Important questions concern whether CAD approaches have relevance to the assessment of drug response and whether they could improve on current approaches as codified in the Response Evaluation Criteria in Solid Tumors (RECIST) guidelines. RECIST is the only validated tool for lung cancer drug evaluation in a regulatory setting. This metric involves the measurement of tumor size on CT scan in one dimension. Its utility was established by comparing unidimensional measurement to the bidimensional World Health Organization (WHO) criteria in a study of over 4,000 patients from 14 different clinical trials. While RECIST and WHO criteria generally result in comparable assessments of response status (partial or complete) and disease status (stable or progressive), the RECIST determination involves subjectivity. Therefore, RECIST is frequently associated with response classification errors.
Since the time that RECIST was validated, there have been explosive improvements in the speed and resolution of spiral CT. Current 64-detector CT systems are capable of acquiring high-resolution imaging of the thoracic cavity (0.6-mm slice thickness) in a matter of seconds. While it remains to be determined how to best use this enhanced-resolution imaging capability in a clinical trial setting, recent FDA trends suggest a growing appreciation of the utility of imaging as a practical metric for drug approval. In light of CAD developments in the early detection of breast cancer and lung cancer, it may be that computer-assisted image-processing approaches represent an opportunity to improve decision-making in a variety of clinical settings.
An important question is whether CAD approaches also have relevance to the assessment of drug response and could improve on the current approach to cancer image evaluation with RECIST. Like the LIDC initiative, it would be useful to have a database of characterized lung cancer CT images from individuals undergoing chemotherapy to allow the development and validation of CAD capabilities for drug response assessment in this setting.
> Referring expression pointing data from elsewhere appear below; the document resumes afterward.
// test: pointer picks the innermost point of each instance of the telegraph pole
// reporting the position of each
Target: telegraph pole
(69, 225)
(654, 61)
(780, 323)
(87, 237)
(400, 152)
Recognition of this opportunity was the impetus for the first CRPF lung cancer imaging response monitoring workshop, held April 15-16, 2004, in Washington, DC. This initial forum also brought together academic researchers, federal scientists, lung cancer advocates, and representatives of a number of pharmaceutical and diagnostic imaging companies to consider the potential of high-resolution spiral CT imaging tools for the assessment of therapeutic response in lung cancer clinical trials.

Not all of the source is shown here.